Our bodies naturally produce energy and other metabolic processes — which in turn produces harmful byproducts called free radicals. These little atoms can assist with the development of arthritis since they attack joints and can leave them inflamed. Eating cruciferous vegetables can block the inflammatory side effects, and even slow down cartilage damage in joints because these vegetables are full sulforaphane, which is a free-radical fighting compound.

To incorporate more cruciferous vegetables into your diet, try adding brussels sprouts, cabbage, kale, bok choy, swiss chard, cauliflower, or broccoli to your salad or stir-fry. It’s also relatively easy to add broccoli as a side dish to your meal or to incorporate it into a pasta dish. In addition, these days it’s become quite popular to substitute cauliflower for carbohydrates, so you may want to try some of these recipes.

Omega-3’s

The human body can make most of the types of fats it needs, however, it doesn’t make omega-3 fatty acids. These essential fats can reduce inflammation and may help lower risk of arthritis, says the University of Maryland Medical Center.

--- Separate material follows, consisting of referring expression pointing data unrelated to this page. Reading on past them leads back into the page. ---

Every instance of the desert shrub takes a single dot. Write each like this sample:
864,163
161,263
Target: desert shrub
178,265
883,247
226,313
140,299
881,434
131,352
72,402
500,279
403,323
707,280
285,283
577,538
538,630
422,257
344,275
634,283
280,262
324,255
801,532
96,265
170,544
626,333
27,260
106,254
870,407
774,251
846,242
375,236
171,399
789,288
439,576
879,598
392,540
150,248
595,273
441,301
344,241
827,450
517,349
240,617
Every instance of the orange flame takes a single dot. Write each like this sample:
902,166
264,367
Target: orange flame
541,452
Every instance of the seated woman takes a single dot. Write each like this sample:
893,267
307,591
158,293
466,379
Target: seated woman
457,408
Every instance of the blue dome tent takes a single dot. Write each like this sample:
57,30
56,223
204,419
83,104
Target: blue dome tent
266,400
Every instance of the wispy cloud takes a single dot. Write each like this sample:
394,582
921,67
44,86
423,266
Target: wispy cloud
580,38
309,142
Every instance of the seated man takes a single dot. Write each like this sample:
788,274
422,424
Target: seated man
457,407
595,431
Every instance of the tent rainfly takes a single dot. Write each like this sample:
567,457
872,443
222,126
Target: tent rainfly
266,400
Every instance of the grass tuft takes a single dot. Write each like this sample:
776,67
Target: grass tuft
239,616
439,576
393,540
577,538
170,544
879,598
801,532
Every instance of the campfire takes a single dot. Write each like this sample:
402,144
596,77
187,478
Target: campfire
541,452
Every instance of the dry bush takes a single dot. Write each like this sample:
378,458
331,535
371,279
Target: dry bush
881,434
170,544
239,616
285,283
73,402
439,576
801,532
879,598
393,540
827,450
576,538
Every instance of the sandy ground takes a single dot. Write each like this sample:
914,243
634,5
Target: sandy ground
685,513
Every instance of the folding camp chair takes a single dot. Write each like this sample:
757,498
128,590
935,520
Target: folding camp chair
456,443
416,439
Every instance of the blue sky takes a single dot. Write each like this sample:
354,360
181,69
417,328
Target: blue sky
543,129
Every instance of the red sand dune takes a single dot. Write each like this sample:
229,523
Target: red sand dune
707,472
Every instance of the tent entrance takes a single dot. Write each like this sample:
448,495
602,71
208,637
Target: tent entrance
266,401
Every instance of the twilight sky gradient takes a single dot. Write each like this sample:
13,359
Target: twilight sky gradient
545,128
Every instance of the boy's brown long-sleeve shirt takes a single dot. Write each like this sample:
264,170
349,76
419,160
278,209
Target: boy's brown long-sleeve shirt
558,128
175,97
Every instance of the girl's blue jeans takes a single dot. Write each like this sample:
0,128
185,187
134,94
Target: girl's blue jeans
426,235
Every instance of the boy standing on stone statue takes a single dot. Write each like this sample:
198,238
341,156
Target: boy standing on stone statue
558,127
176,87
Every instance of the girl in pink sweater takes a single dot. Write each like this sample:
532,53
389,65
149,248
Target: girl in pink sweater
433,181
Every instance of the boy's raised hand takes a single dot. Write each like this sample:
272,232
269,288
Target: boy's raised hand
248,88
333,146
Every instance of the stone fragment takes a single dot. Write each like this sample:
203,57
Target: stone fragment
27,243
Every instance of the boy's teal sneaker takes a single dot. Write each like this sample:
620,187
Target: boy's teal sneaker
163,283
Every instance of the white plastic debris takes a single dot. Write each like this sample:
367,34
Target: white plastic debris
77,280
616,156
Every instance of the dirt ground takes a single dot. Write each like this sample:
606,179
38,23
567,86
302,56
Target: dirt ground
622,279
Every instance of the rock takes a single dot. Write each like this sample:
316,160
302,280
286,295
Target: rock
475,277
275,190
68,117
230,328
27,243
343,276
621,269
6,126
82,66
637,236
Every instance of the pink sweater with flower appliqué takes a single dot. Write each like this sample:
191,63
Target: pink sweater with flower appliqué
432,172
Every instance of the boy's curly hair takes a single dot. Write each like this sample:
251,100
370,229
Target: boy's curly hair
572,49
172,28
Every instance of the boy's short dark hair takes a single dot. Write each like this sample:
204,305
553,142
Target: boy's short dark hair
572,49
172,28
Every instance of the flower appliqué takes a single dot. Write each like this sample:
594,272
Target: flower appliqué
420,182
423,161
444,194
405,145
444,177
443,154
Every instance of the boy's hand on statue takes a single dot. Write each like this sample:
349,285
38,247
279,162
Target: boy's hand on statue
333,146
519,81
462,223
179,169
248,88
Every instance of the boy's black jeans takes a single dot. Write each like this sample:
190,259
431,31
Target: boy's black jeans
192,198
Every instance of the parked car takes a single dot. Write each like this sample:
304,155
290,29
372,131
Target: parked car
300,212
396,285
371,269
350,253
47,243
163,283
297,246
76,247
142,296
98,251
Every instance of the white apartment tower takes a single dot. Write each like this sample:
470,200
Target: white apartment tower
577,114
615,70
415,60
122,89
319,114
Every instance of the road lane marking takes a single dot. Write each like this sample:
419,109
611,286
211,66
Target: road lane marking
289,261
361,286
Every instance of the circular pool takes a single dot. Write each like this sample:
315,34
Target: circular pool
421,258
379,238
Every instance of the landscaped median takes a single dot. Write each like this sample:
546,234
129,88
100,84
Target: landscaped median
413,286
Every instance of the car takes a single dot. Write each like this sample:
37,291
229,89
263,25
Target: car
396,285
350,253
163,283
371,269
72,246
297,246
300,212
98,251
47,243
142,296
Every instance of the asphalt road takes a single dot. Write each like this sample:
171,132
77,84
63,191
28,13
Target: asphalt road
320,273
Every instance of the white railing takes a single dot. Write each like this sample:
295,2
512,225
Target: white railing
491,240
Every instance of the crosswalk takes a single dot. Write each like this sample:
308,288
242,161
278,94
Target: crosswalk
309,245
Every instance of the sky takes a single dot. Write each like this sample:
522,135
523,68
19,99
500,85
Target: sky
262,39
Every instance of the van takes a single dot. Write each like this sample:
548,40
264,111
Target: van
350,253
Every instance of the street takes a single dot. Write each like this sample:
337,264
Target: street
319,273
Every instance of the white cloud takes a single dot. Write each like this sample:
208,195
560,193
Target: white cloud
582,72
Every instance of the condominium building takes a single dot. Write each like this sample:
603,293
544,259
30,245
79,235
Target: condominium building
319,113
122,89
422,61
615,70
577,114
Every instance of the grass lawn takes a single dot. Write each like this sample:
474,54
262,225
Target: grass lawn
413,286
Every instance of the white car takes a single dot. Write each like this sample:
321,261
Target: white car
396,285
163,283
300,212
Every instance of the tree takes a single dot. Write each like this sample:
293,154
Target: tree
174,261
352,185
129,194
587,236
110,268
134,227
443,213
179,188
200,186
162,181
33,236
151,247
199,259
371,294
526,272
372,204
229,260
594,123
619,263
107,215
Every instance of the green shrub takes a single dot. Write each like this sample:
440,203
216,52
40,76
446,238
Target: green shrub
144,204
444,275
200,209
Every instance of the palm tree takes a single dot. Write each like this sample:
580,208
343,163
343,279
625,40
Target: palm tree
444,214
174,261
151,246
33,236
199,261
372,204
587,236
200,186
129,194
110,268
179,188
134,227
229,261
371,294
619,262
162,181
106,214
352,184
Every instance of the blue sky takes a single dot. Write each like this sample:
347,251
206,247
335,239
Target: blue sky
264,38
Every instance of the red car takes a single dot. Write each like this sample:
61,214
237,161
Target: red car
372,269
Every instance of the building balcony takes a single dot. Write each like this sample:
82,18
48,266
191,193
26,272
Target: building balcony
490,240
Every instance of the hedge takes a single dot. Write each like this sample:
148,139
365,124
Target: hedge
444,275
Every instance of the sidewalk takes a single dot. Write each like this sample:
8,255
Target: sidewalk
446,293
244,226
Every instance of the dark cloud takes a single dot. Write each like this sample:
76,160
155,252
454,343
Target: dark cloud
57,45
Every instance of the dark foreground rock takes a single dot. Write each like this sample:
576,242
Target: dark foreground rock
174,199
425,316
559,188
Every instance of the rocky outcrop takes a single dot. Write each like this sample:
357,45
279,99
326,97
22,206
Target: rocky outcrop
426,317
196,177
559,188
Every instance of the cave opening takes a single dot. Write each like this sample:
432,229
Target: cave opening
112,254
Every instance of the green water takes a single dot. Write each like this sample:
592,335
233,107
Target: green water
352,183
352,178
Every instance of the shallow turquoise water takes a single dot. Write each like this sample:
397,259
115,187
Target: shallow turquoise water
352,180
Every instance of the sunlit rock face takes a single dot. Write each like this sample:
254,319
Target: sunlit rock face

To incorporate more omega-3 fatty acids into your diet, try incorporating more fish into your meals. Salmon, trout, sardines and mackerel can easily be the main course for your dinners. You can also eat more tuna by making tuna fish sandwiches or tuna noodle casserole. If you’re not a fan of fish, flaxseeds, chia seeds and walnuts can make excellent snacks during the workday or can easily be incorporated into smoothies.

Allium Vegetables

You’ve probably never heard of the word allium, but you’ve certainly heard of the vegetables that are in this category. Onions, garlic, leeks, scallions, chives and shallots not only add rich flavor to your foods, but they provide a compound called diallyl disulfide, which can fight arthritis. “This compound may have some effect in limiting cartilage-damaging enzymes,” which can cause the inflammation that’s commonly associated with arthritis, says rheumatologist Scott Zashin, MD, clinical professor at the University of Texas Southwestern Medical School in Dallas.

Olive Oil

Olive oil has been shown to reduce pain and stiffness in patients with rheumatoid arthritis because of its anti-inflammatory antioxidants. Diets that are rich in olive oil, like the Mediterranean diet, is an easy way to incorporate more of the product into your diet. Not only that, but the healthy fats found in olive oil can provide you with a similar satisfaction to using full-fat dairy products like butter. Feel free to swap out buttered rolls for bread dipped in olive oil and other spices or add extra flavor to your vegetables by tossing them in olive oil!